"I have to say, I thought long and hard about it. In terms of repealing the Eighth, I would have no issue in terms of fatal foetal abnormalities, incest and rape. Other areas I'm uncomfortable with it. But when it came down to it, I asked myself the question: 'By voting no, would it prevent one termination?' And I then I said, 'No, because what it does is, it victimises women and it forces them to go abroad.' While I had concerns about the 12-week nature, I ultimately came down with the decision to vote Yes."
In the same interview, Troy said that he had supported a successful 2015 effort to legalize same-sex marriage in Ireland.
The Times reported that Troy was denied the Eucharist at a Jan. 4 funeral Mass in the Diocese of Meath. The diocese has not commented publicly on the matter.
The report comes amid debate in the United States over the situation of New York's governor Andrew Cuomo, a Catholic who signed into law Jan. 22 a set of measures that will allow for abortion in New York throughout a woman's pregnancy, if her "life and health" require it. Some Catholic groups have called for a response from Cuomo's bishop, Cardinal Timothy Dolan of New York.
Canon 915 of the Code of Canon Law says that Catholics "obstinately persevering in manifest grave sin are not to be admitted to holy communion."

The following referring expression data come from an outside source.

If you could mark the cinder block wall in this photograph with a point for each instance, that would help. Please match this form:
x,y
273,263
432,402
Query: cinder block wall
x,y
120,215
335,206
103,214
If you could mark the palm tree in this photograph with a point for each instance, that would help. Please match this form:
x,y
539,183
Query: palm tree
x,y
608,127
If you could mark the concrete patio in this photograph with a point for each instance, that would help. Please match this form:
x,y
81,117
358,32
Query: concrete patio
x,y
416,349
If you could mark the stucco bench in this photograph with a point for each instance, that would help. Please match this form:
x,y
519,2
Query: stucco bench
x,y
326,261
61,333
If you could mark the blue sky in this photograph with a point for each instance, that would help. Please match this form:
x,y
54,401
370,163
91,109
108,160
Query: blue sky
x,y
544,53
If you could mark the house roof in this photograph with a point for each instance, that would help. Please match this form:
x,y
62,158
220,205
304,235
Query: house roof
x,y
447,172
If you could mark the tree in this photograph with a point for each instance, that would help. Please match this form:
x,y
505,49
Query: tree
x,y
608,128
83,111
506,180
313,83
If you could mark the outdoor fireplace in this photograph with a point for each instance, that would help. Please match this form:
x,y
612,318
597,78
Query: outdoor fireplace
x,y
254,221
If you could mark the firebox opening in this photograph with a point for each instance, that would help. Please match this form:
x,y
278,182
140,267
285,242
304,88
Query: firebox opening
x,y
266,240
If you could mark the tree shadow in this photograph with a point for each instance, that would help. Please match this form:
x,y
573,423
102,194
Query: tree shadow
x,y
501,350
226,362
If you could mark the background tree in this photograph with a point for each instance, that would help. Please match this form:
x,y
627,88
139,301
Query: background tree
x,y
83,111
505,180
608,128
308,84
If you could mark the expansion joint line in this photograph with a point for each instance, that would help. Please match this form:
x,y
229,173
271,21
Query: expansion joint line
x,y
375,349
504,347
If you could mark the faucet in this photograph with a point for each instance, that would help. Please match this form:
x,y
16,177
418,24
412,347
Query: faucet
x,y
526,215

A 2004 memorandum penned by then-Cardinal Joseph Ratzinger, who would later become Pope Benedict XVI, told bishops that if a Catholic politician is "consistently campaigning and voting for permissive abortion and euthanasia laws," his pastor "should meet with him, instructing him about the Church's teaching, informing him that he is not to present himself for Holy Communion until he brings to an end the objective situation of sin, and warning him that he will otherwise be denied the Eucharist."